(Ankara) Le président turc Recep Tayyip Erdogan a affirmé jeudi qu’il ne « pardonnerait jamais les traîtres » en commémorant l’échec d’une tentative de putsch en 2016 qui lui a permis d’élargir ses pouvoirs au prix d’une répression implacable.

Dans la nuit du 15 au 16 juillet 2016, des éléments factieux de l’armée déployaient des chars dans les rues pendant que des avions survolaient Istanbul et Ankara, bombardant plusieurs sites importants comme le Parlement.

L’intervention d’éléments loyalistes et de dizaines de milliers de partisans de M. Erdogan descendus dans la rue à l’appel du président a permis de mettre en échec le soulèvement. Bilan officiel : 251 personnes tuées, hors putschistes.
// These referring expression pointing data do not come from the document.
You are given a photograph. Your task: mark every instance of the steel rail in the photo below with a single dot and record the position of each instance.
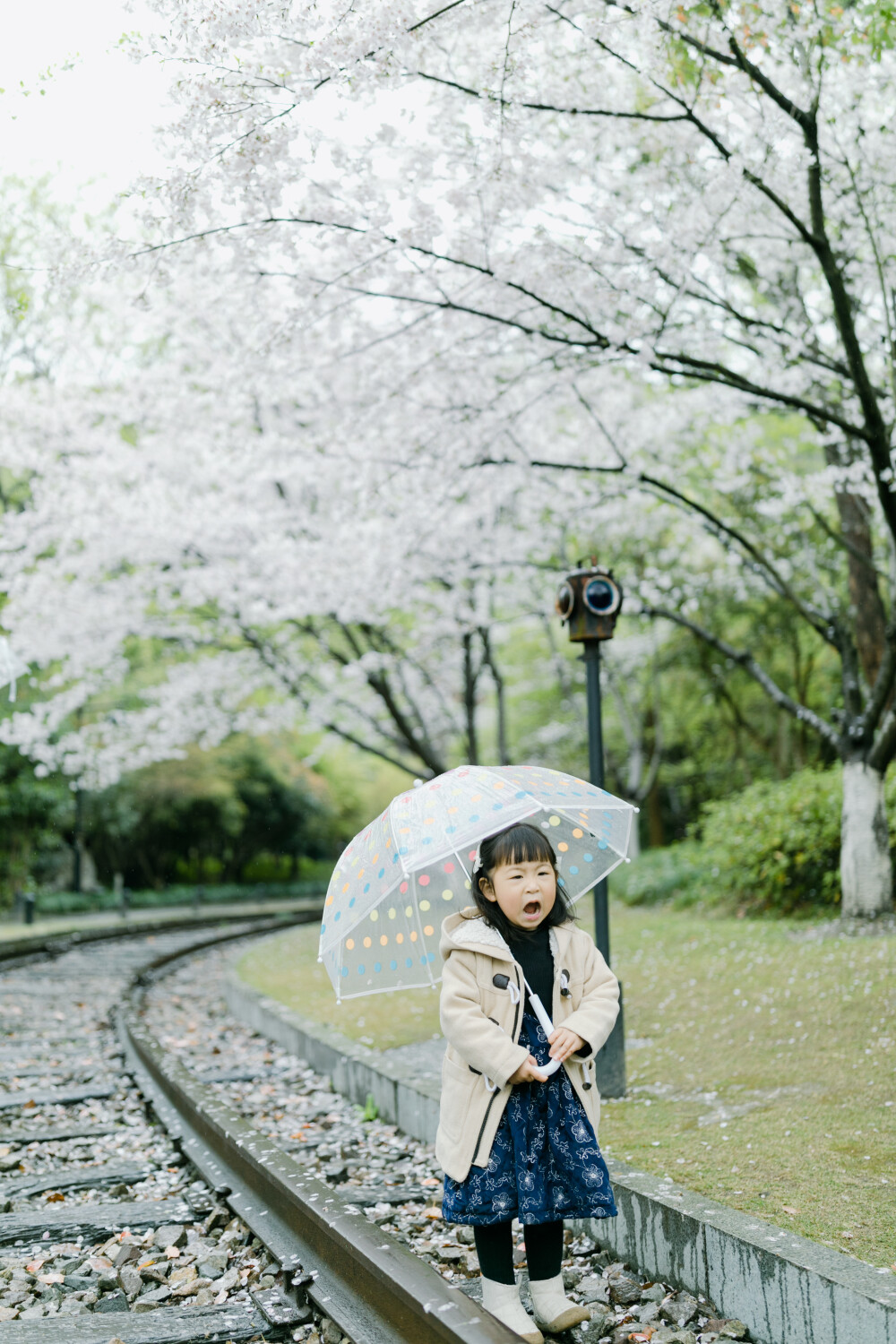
(363, 1279)
(39, 946)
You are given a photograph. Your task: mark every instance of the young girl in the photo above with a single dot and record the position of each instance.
(512, 1142)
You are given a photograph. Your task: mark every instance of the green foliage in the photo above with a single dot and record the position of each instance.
(371, 1110)
(82, 902)
(661, 876)
(234, 814)
(775, 846)
(32, 814)
(772, 849)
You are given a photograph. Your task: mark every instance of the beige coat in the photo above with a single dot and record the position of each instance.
(481, 1013)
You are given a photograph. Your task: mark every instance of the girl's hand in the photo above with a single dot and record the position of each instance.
(528, 1073)
(564, 1043)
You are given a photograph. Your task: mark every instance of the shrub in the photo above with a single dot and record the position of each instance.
(774, 847)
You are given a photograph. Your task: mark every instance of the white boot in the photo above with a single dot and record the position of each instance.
(503, 1300)
(552, 1308)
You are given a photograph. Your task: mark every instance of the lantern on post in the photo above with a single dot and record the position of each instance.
(589, 604)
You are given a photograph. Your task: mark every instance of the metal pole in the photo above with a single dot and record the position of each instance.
(610, 1064)
(80, 827)
(595, 769)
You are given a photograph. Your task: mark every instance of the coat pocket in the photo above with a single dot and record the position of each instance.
(458, 1086)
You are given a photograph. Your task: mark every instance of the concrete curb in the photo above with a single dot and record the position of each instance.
(785, 1288)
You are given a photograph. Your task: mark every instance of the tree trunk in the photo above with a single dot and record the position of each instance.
(469, 701)
(866, 868)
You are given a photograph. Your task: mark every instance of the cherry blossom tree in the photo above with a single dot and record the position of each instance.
(700, 194)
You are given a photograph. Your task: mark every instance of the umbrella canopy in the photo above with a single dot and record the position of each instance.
(411, 867)
(11, 667)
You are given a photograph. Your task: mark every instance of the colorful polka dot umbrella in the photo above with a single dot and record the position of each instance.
(411, 867)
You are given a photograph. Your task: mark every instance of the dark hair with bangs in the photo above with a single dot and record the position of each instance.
(520, 843)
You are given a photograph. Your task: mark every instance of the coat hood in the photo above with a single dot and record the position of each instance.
(471, 933)
(468, 930)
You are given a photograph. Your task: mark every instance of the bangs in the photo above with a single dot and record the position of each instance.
(520, 844)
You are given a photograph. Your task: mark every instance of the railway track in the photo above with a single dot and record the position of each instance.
(139, 1206)
(169, 1177)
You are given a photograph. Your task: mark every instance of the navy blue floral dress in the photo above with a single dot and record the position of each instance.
(544, 1161)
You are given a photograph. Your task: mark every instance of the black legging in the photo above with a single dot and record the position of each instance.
(543, 1250)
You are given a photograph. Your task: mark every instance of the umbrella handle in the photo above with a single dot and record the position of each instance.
(547, 1026)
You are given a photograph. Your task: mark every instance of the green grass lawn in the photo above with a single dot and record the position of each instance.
(761, 1061)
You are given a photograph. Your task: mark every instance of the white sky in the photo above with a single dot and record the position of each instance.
(94, 123)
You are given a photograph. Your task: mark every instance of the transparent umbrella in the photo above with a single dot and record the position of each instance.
(411, 867)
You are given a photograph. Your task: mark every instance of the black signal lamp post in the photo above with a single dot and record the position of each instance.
(589, 604)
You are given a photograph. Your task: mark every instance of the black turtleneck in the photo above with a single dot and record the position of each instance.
(533, 953)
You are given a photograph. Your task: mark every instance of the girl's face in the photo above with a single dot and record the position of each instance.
(522, 892)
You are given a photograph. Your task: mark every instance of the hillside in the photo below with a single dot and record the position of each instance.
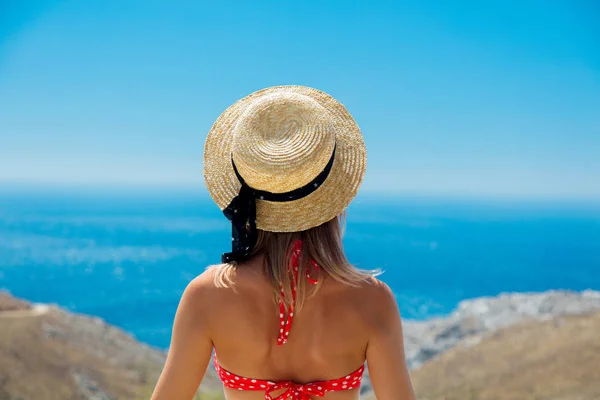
(542, 346)
(549, 360)
(47, 353)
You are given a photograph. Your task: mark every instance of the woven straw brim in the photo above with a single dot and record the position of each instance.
(320, 206)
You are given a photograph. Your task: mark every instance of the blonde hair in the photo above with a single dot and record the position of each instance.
(323, 244)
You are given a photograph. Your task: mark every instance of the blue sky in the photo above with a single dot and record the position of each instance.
(483, 98)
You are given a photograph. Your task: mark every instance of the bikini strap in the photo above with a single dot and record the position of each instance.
(285, 324)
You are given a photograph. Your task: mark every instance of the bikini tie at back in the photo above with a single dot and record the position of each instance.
(293, 391)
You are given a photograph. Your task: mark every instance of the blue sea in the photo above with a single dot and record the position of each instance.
(126, 256)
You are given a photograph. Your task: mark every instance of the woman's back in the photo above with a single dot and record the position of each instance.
(283, 164)
(328, 339)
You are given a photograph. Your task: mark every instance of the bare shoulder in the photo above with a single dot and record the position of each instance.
(376, 302)
(202, 289)
(377, 292)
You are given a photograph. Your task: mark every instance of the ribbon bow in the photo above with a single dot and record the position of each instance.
(242, 214)
(295, 391)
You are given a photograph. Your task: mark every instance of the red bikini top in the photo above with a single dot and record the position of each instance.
(293, 391)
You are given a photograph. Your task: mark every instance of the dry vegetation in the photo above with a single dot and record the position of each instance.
(59, 356)
(551, 360)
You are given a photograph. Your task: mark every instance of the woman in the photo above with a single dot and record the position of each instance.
(286, 314)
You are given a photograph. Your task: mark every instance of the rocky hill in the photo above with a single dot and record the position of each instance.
(514, 346)
(49, 354)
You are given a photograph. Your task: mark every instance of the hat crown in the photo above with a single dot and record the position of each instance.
(282, 141)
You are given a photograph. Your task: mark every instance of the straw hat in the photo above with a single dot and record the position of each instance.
(294, 153)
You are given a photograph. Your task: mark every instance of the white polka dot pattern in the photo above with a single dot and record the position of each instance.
(291, 390)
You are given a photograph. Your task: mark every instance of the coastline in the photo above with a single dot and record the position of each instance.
(472, 322)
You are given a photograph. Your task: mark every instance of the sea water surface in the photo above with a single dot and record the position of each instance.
(127, 256)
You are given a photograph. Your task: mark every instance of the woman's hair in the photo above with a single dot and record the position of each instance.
(323, 244)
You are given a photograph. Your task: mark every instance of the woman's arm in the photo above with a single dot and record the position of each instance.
(191, 344)
(385, 351)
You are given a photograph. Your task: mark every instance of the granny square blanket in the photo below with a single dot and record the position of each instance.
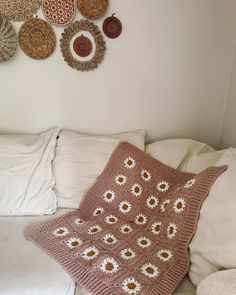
(131, 233)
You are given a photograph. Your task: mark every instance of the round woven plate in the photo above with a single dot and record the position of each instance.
(82, 46)
(19, 10)
(70, 32)
(8, 40)
(37, 38)
(59, 12)
(112, 27)
(92, 9)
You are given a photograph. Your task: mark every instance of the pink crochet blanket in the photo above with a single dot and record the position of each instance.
(131, 233)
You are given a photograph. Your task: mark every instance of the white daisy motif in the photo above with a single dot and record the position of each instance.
(190, 183)
(111, 219)
(140, 219)
(156, 228)
(109, 196)
(179, 205)
(94, 229)
(131, 286)
(136, 189)
(98, 211)
(146, 176)
(79, 221)
(90, 253)
(144, 242)
(163, 186)
(164, 255)
(61, 231)
(152, 202)
(129, 163)
(150, 270)
(120, 179)
(109, 265)
(74, 242)
(109, 239)
(171, 230)
(164, 205)
(125, 207)
(127, 253)
(126, 229)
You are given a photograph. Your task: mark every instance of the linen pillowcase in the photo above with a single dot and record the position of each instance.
(219, 283)
(26, 174)
(213, 247)
(80, 159)
(184, 154)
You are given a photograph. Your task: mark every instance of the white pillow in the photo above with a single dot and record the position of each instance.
(26, 180)
(213, 247)
(80, 159)
(184, 154)
(219, 283)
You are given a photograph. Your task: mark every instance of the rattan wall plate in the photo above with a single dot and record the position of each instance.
(92, 9)
(59, 12)
(82, 46)
(19, 10)
(8, 40)
(37, 38)
(70, 32)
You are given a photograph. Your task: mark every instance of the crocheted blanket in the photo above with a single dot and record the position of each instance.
(131, 233)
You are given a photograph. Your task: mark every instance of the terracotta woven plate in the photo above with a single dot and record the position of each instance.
(112, 27)
(19, 10)
(82, 46)
(8, 40)
(37, 38)
(59, 12)
(92, 9)
(67, 36)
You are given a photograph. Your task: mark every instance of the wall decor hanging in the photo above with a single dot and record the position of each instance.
(8, 40)
(81, 46)
(19, 10)
(92, 9)
(59, 12)
(37, 38)
(112, 27)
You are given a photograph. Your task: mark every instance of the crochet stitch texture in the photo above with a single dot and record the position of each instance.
(131, 233)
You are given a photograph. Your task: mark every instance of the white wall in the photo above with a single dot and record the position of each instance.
(228, 136)
(167, 73)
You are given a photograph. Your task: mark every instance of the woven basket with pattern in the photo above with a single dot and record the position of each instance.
(19, 10)
(37, 38)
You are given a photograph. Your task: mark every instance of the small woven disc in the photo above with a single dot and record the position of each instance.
(82, 46)
(92, 9)
(112, 27)
(8, 40)
(37, 38)
(59, 12)
(19, 10)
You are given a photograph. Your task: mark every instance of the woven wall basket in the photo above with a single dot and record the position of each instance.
(70, 32)
(8, 40)
(92, 9)
(59, 12)
(37, 38)
(19, 10)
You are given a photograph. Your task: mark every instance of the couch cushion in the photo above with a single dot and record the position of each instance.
(185, 288)
(24, 269)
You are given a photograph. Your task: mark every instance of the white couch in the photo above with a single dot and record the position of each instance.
(26, 270)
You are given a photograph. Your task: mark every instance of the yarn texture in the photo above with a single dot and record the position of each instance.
(131, 233)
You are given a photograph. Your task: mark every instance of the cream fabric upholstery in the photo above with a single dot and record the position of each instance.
(24, 268)
(219, 283)
(185, 288)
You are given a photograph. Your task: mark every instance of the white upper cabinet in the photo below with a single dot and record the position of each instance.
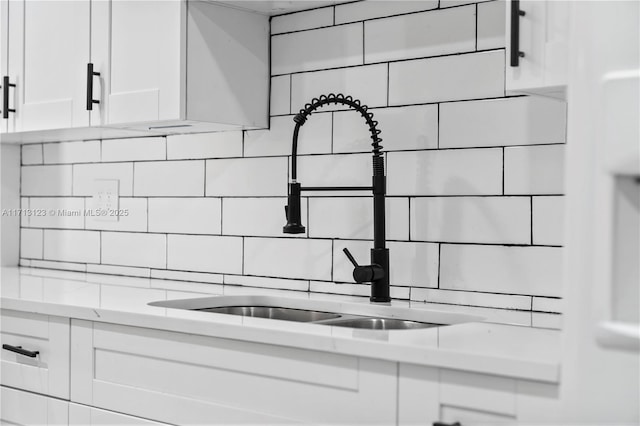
(537, 50)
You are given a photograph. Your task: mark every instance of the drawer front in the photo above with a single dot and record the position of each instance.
(24, 408)
(178, 378)
(48, 371)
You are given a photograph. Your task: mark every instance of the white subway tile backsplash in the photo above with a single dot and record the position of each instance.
(59, 212)
(134, 249)
(85, 175)
(300, 285)
(170, 178)
(45, 180)
(448, 172)
(332, 47)
(263, 217)
(497, 122)
(134, 149)
(204, 145)
(368, 84)
(352, 218)
(360, 11)
(288, 258)
(185, 215)
(447, 78)
(419, 35)
(72, 152)
(548, 220)
(221, 255)
(403, 128)
(504, 301)
(72, 246)
(534, 170)
(491, 25)
(313, 138)
(248, 177)
(305, 20)
(133, 219)
(335, 170)
(501, 220)
(280, 102)
(31, 243)
(510, 270)
(31, 154)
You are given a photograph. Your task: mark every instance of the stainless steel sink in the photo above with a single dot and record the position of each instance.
(286, 314)
(381, 323)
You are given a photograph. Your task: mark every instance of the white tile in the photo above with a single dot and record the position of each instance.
(368, 84)
(262, 282)
(448, 172)
(306, 20)
(59, 212)
(332, 47)
(352, 218)
(72, 152)
(512, 270)
(72, 246)
(84, 176)
(534, 170)
(447, 78)
(335, 170)
(314, 137)
(491, 25)
(498, 122)
(31, 243)
(134, 149)
(246, 177)
(502, 220)
(133, 219)
(403, 128)
(45, 180)
(262, 217)
(215, 254)
(419, 35)
(410, 263)
(360, 11)
(32, 154)
(169, 178)
(185, 215)
(134, 249)
(546, 304)
(288, 258)
(64, 266)
(548, 220)
(204, 145)
(280, 102)
(119, 270)
(502, 301)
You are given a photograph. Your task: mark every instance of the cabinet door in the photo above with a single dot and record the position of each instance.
(146, 64)
(56, 53)
(24, 408)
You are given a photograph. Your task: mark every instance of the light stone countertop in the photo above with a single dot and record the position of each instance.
(504, 343)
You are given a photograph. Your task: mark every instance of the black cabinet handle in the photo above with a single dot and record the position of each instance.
(516, 13)
(90, 75)
(19, 350)
(5, 97)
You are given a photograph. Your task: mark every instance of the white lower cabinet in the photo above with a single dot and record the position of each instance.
(188, 379)
(25, 408)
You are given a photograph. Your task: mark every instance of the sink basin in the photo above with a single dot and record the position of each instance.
(272, 312)
(381, 323)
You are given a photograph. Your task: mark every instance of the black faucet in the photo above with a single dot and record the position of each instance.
(377, 273)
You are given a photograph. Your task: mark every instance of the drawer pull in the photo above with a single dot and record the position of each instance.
(19, 350)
« Cette nation ne pardonnera jamais la traîtrise, les traîtres et ceux qui se tiennent aux côtés des traîtres », a tonné le président turc lors d’une cérémonie d’hommage aux victimes à Ankara.

Signe de l’importance historique qu’il accorde à la mise en échec du putsch, M. Erdogan a inauguré jeudi un « musée de la démocratie » retraçant les principaux évènements de cette nuit qui a, selon lui, « changé le destin » de la Turquie.

Pour nombre d’analystes, le coup d’État manqué a surtout hâté la dérive autoritaire de M. Erdogan, qui a considérablement renforcé ses pouvoirs en 2017 en remplaçant le système parlementaire par un régime présidentiel fort.

Accusant un ancien allié, le prédicateur Fethullah Gülen, d’avoir ourdi le putsch, M. Erdogan a aussi lancé une répression implacable contre ses partisans présumés, qui s’est élargie à l’opposition prokurde et à la société civile.

Le putsch manqué a permis à M. Erdogan de « justifier la répression visant une large opposition » en soutenant que « des groupes hostiles cherchent en permanence à nuire » à la Turquie, explique Soner Cagaptay, expert au Washington Institute of Near East Policy.

Purges

Cinq ans après le putsch manqué et en dépit des critiques, la répression bat son plein : des partisans présumés de M. Gülen continuent d’être arrêtés chaque semaine et le principal parti prokurde HDP, dont plusieurs députés ont été incarcérés, fait l’objet d’une procédure d’interdiction.

Les chiffres parlent d’eux-mêmes : depuis 2016, plus de 300 000 personnes ont été interpellées dans le cadre de la lutte contre le mouvement de M. Gülen et près de 3000 condamnées à la prison à vie, selon les autorités.

Et dans le cadre de purges d’une ampleur sans précédent, plus de 100 000 personnes ont été limogées des institutions publiques, dont quelque 23 000 soldats et 4000 magistrats.

La traque se poursuit aussi à l’étranger : les services secrets turcs ont en effet mené plusieurs opérations dans des pays d’Asie centrale, d’Afrique et des Balkans pour ramener de force des partisans présumés de M. Gülen.

Ankara a ainsi annoncé début juillet avoir « rapatrié » un enseignant turc habitant au Kirghizstan, Orhan Inandi, qui s’était volatilisé quelques semaines auparavant et que les autorités turques présentent comme un cadre du mouvement guléniste.

Mais M. Gülen, qui réside aux États-Unis et nie toute implication dans la tentative de coup d’État, reste pour le moment hors d’atteinte.

Ankara a plusieurs fois demandé son extradition, sans succès. Ce dossier a donné lieu à des tensions entre la Turquie et les États-Unis, dont les relations se sont dégradées depuis 2016.

En parallèle, la Turquie s’est rapprochée de la Russie de Vladimir Poutine et a mené une politique étrangère plus affirmée, intervenant militairement dans plusieurs conflits au prix de tensions croissantes avec ses partenaires de l’OTAN.

M. Erdogan a également systématiquement rejeté les critiques de l’Union européenne concernant la dégradation de l’État de droit depuis le putsch manqué, dénonçant un « manque d’empathie ».

Les célébrations jeudi permettent aussi au président turc de battre le rappel de ses troupes, au moment où sa popularité s’érode en raison de difficultés économiques.

M. Erdogan a vu le putsch manqué comme « une opportunité d’accélérer la concentration du pouvoir entre ses mains », souligne un diplomate occidental.

Mais « le revers de la médaille », ajoute-t-il, c’est que « lorsque les choses se passent mal, il est plus dur de rejeter la responsabilité sur autrui ».